Introduction

Last updated on 2025-03-03 | Edit this page

Overview

Questions

  • How do we provide information to users of our research software?
  • Why is documenting code useful for researchers?

Objectives

  • Understand the basic purpose of this course
  • Learn the motivation for learning to document software

Introduction


There are many kinds of research software, such as:

  • Data processing workflows with multiple steps;
  • A library of functions used within a research team to perform certain kinds of analysis;
  • Tools designed to collect raw data in the field.

No code is self-explanatory. It’s a tool we design, or, more often, a complex organism that develops as we use it with our colleagues. To explain our code we must write software documentation.

This provides information about our programs for everyone involved in its development, use, and future re-use. Documentation may consist of text, tips within a computer environment, and diagrams that guide the user in using a (potentially complex) software tool. It explains how the software works why it behaves the way it does.

Why document our code?


We often encounter software packages, whether written by ourselves, a colleague, or someone else, that’s difficult to use because it’s unclear what it does and how it works. Maybe we try to read the source code itself, but we can’t make head-nor-tail of it. Sometimes it seems like the only person who can use this software is the person who wrote it. Other times, you wrote the code forgot what you were thinking when you did!

Challenge

Discuss positive and negative experiences with using research software. Think of times when you’ve used unfamiliar code or tools in your research projects in the past.

  • What challenges did you have picking up a new tool?
  • What documentation was available?
  • What useful instruction manuals or reference guides do you often refer to in your research projects?

Advantages of good documentation

There are many advantages to writing guidance to go along with your research software. Software documentation helps yourself and others to use it successfully in the future. If others can read your code then that ensures that its value is sustained.

Research outputs often depend upon the code used to generate them. Clarity and confidence are essential in using code to perform calculations, simulations, or data analysis. All kinds of research processes and analysis pipelines can be made more reproducible by providing clear context and instructions for using it.

There are many advantages to making your code more readable, too. Well-written software is easier to maintain and has greater sustainability. This means it can continue to be used and modified for a longer period of time, despite changes in technology. If software is more reusable then it encourages others to use it for their research, increasing the number of citations of that software and its overall research impact.

Challenge

Discuss the benefits of writing documentation for your research software.

  • How will it help you and your work?
  • What benefits will it provide to your collaborators?
  • In what ways does documentation contribute to the wider research community?

In the long run, it can also help you to develop your own software engineering practice by getting into the habit of reflecting on what the purpose of the software is and to articulate what each component or module is for.

Writing a useful software package that is well-documented and can be reused in the future means that your code could take on a life of its own. The benefits can extend beyond yourself, to your collaborators and other researchers in the future.
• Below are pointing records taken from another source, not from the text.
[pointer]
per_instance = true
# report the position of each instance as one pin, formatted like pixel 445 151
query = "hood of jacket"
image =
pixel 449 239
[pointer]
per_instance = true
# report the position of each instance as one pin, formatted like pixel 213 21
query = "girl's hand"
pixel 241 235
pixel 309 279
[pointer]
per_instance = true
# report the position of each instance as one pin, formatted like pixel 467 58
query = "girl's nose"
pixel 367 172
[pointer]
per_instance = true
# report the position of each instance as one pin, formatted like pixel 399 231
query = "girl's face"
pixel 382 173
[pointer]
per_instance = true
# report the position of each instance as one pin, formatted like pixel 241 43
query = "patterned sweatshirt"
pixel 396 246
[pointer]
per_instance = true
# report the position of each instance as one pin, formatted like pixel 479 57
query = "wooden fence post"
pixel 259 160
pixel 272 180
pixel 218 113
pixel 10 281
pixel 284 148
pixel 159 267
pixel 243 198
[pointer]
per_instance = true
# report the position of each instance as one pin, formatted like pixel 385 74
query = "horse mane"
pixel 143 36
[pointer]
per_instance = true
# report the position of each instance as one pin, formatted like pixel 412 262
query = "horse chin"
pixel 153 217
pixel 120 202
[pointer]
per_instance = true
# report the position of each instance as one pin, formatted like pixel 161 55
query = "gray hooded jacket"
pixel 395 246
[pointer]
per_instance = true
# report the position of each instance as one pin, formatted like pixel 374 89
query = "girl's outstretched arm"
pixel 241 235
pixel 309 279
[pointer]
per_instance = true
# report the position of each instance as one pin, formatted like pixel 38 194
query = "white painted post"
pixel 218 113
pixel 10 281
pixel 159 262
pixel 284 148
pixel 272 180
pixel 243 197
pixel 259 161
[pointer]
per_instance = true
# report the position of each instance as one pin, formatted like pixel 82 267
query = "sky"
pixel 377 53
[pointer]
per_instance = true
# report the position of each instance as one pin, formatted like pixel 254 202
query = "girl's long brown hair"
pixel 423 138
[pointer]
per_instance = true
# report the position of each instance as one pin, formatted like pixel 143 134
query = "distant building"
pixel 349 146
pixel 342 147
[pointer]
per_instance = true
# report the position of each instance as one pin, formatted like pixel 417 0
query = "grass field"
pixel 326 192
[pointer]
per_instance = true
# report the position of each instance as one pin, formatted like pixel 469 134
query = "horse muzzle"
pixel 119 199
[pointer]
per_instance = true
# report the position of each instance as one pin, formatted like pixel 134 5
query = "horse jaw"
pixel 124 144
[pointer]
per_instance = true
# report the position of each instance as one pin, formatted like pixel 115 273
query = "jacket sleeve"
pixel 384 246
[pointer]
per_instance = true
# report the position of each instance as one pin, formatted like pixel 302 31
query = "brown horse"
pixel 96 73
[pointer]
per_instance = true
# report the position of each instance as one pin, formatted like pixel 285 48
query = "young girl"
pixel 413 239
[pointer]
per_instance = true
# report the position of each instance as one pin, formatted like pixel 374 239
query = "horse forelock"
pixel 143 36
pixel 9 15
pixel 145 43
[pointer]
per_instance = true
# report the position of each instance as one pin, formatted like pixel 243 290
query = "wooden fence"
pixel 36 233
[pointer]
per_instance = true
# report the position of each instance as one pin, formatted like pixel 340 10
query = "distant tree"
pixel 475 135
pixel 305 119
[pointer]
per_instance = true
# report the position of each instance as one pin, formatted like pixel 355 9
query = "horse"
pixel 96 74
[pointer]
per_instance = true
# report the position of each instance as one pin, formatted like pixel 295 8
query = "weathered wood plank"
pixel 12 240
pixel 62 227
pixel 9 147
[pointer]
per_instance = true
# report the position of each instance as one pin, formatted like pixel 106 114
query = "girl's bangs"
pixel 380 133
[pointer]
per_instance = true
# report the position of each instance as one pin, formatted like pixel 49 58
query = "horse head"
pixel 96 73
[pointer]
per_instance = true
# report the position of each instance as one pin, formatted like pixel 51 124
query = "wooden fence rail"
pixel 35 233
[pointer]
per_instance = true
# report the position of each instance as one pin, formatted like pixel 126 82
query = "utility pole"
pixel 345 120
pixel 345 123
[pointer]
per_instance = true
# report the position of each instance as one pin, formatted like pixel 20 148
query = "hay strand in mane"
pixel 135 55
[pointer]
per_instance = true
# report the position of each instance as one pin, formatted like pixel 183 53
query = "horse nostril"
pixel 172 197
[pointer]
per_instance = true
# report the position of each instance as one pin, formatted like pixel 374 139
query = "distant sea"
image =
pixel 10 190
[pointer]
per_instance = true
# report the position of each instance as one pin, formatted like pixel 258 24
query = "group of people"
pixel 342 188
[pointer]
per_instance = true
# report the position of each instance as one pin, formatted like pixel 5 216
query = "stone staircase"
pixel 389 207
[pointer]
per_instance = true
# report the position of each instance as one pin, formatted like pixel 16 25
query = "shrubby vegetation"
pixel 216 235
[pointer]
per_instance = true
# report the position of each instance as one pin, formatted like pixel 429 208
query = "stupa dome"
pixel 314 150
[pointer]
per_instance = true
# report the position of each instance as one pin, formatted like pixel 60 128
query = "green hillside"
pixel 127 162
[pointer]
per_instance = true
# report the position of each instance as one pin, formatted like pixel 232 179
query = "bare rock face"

High-quality documentation is a key part of ensuring a healthy software lifecycle. It can make the different between accidentally creating an abandoned piece of “gradware” (a colloquial term for mysterious code that a former student wrote and nobody else can use) and a successful long-term software project with lasting impact.

When should I write documentation?


Now! Start writing and sharing documentation for your reseach code from the beginning of your project. It doesn’t have to be perfect straight away, but a first draft is more useful than nothing.

The best practice for modern, collaborative research involving digital methods and tools is to document your processes early and often. Not only will writing notes about your code help other people to read and use that code, it will clarify your thought process as you design your system, focussing your work on the important parts of the task at hand.

This might include any of the various kinds of software documentation we’ll discuss in this module, including:

  • design notes and diagrams;
  • a step-by-step tutorial for beginners;
  • code comments.

It should be a consideration in your software management plan, which is a concept discussed in the Module 1a on Software Lifecycle Planning. Also, it’s never too late to start documenting an old code project.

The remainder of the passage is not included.